運が良い人が笑顔なのか、笑顔だから運が良いのか、
どちらが先かわかりません。しかし、 業績が良い会社は従業員が生き生きしているのです。 それを見て私は、 業績と組織マネジメントは間違いなくリンクしていると感じました 。従業員が疲弊している会社は継続せず、業績が一瞬上がっても、 そのときだけ繕った数字になるのかなと思いました。(三浦弘)

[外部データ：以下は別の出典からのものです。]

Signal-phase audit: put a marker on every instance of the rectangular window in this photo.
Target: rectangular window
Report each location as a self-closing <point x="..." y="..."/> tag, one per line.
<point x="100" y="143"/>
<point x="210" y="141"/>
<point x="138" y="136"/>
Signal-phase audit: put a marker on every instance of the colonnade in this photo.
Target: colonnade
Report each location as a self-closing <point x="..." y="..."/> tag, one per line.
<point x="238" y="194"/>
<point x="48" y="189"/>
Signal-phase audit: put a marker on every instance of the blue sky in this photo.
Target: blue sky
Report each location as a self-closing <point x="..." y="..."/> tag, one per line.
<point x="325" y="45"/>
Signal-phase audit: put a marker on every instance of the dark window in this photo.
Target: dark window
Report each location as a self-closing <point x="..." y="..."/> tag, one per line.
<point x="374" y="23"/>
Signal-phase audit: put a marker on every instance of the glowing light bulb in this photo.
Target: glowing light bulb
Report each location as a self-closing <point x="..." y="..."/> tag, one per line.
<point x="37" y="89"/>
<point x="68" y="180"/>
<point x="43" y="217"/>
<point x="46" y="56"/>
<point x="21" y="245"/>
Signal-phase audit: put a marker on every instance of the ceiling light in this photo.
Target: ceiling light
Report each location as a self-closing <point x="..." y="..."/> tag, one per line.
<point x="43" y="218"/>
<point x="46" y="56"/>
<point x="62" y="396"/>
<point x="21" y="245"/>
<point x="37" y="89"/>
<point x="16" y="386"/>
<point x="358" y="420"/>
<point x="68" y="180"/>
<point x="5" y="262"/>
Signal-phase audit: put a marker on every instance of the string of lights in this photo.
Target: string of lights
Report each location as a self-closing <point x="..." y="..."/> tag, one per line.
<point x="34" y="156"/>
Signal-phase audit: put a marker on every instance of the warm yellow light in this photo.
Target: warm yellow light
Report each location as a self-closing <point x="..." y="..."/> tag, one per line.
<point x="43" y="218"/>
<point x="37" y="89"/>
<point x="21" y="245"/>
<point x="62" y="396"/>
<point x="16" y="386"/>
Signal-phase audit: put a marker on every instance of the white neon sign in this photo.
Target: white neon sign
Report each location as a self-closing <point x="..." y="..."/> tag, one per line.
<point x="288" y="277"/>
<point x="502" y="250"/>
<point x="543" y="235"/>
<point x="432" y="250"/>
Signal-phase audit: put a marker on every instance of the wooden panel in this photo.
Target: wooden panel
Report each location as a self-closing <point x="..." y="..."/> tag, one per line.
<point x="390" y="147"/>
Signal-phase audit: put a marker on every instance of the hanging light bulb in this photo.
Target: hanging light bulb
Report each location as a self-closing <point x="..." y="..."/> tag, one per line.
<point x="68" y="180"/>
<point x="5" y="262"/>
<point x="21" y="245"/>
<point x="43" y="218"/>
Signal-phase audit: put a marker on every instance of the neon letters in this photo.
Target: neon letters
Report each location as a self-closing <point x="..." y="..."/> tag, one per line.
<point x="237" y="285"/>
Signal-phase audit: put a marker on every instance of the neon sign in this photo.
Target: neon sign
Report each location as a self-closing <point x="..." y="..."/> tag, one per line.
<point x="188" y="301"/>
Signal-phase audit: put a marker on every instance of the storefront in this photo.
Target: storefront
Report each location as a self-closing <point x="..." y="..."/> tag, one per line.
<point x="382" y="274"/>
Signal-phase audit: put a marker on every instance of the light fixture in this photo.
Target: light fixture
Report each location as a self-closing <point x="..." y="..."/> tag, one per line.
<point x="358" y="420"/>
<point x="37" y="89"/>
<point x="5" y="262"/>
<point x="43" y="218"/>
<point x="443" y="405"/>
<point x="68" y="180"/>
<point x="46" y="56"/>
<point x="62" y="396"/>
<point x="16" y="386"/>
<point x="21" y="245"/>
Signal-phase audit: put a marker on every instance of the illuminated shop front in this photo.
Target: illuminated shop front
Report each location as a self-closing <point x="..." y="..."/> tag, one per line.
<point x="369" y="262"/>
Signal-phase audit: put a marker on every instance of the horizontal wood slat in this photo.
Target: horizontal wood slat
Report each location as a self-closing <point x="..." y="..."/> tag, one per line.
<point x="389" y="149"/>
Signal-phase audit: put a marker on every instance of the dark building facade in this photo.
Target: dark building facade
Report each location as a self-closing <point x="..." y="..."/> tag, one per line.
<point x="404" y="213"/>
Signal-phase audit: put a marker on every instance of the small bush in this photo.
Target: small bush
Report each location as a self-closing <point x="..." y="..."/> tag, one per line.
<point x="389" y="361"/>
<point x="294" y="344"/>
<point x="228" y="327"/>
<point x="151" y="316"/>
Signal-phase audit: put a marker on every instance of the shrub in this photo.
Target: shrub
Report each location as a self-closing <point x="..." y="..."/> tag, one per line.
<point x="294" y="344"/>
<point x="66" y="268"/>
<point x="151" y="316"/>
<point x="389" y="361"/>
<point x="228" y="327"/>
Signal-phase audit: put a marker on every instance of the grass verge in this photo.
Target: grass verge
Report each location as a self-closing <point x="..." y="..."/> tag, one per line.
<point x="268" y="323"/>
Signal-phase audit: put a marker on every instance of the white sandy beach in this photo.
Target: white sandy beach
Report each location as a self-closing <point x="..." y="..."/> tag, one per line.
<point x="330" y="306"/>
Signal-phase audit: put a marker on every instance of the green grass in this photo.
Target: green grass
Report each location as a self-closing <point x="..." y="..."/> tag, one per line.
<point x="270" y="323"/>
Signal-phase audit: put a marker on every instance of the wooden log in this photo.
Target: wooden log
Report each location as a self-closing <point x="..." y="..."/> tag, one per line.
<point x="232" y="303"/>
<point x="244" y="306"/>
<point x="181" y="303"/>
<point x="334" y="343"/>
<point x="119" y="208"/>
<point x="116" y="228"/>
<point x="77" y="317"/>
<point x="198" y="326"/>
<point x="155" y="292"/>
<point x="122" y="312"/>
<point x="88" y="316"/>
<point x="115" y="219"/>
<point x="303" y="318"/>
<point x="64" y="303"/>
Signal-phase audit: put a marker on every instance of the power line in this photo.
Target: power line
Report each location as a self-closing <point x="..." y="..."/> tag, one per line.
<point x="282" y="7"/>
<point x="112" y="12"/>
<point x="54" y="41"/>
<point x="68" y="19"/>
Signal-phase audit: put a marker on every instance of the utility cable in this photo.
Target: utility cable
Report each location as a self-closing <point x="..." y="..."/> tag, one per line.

photo credit: bump Lots of iPads via photopin (license)
売り上げを改善するNPSとは何か?
昨晩は友人の池田順一氏がアタカマ砂漠を走るということで
その壮行会にお邪魔して来ました。
そんな過酷なレースに参加する池田氏は
実はトータル・エンゲージメント・グループという会社の代表で
従業員満足を起点としたマーケティング支援を行なっています。
彼のお客を増やす努力をやめなさい!を再読していたら
ビッグ・エーの代表取締役の三浦弘氏の言葉がとても気になりました。
私が講師を務めるサードプレイス・ラボという勉強会が先日開催されましたが
ゲストの笑顔の専門家の柏谷早智子氏が同じような話をしていたのです。
笑顔のすごさを学んでいた柏谷さんは
自分が店長をしている美容室で、笑顔を取り入れた経営を実践します。
今までの厳しい指導はやめ、スタッフを褒める経営に転換したのです。
お客様から褒められたスタッフがいると積極的に朝礼で紹介したそうです。
「笑顔と褒める」を徹底したことで、職場の雰囲気が良くなり
店が口コミされるようになりました。
効果はあっという間に現れ、わずか数ヶ月で客数が10%以上アップし
売り上げ目標を楽々クリアしたのです。
叱ったり、ノルマを与えた時には上がらなかった売り上げが
笑顔の徹底と従業員を褒めることで、達成できたのです。
業績がよい会社は社員が生き生きと働いています。
池田氏のクライアントである企業も従業員を褒めることで
業績を伸ばしていると言います。
そのために、お客様の声を聞くことがポイントになります。
「従業員満足 × 顧客満足」によって、日米の多くの企業が結果を出しています。
世界一の企業になったAppleもNPSという手法を取り入れ
お客様の声を従業員にフィードバックしています。
NPSはNet Promoter Scoreの略で
日本語に翻訳すると顧客の満足指標になります。
このNPSはコンサルティング会社Bain&Companyに在籍していた
フレッド・ライクヘルド氏らのチームが開発したものですが
欧米を中心に多くの企業が導入し、実績をあげています。
「プロダクトやサービス、お店を自分の友人に紹介するか?」という
シンプルな質問を行います。
0~10点の11段階のスコアをつけてもらい
その理由をフリーアンサーで答えてもらいます。
●10点・9点をつけた人を推奨者
●8点・7点をつけた人を中立者
●6点以下をつけた人を批判者とします。
推奨者の率から批判者の率を引いた数字をNPSとして算出します。
今まではイメージにすぎなかった顧客の声を可視化することで
経営者と現場のスタッフの意識を変えられます。
Apple Storeの店頭で私も何度かアンケートをお願いされましたが
このアンケートがNPSだったのです。
多くのスタッフがお客様の声を聞くことで
モーチベーションを高めていることがわかっています。
日本でも有名なセレクトショップや飲食業が
このNPSを採用して、効果をあげているそうです。
NPSによって、お客様の声にもとづいた課題の優先順位が明らかになり
今何をすべきかを社員全員で考えられます。
調査結果をもとに改善計画を実施することで
ファンを強化したり、批判者を減らすことができます。
実は批判者を特定し、減らすことがとても効果があることがわかっています。
ジョン・グッドマンの知見を共通認識にしよう!
本書には有名なジョン・グッドマンの話が紹介されています。
1970年代にアメリカの消費者問題局は消費者苦情処理調査を行いました。
その調査を担当したジョン・グッドマンが取りまとめたデータを
佐藤知恭氏が『グッドマンの法則』と名付け、発表したのです。
ジョン グッドマンの法則
(1)商品やサービスを購入したお客様のうち、満足している人は60%で、残りの40%は何らかの不満を持っている。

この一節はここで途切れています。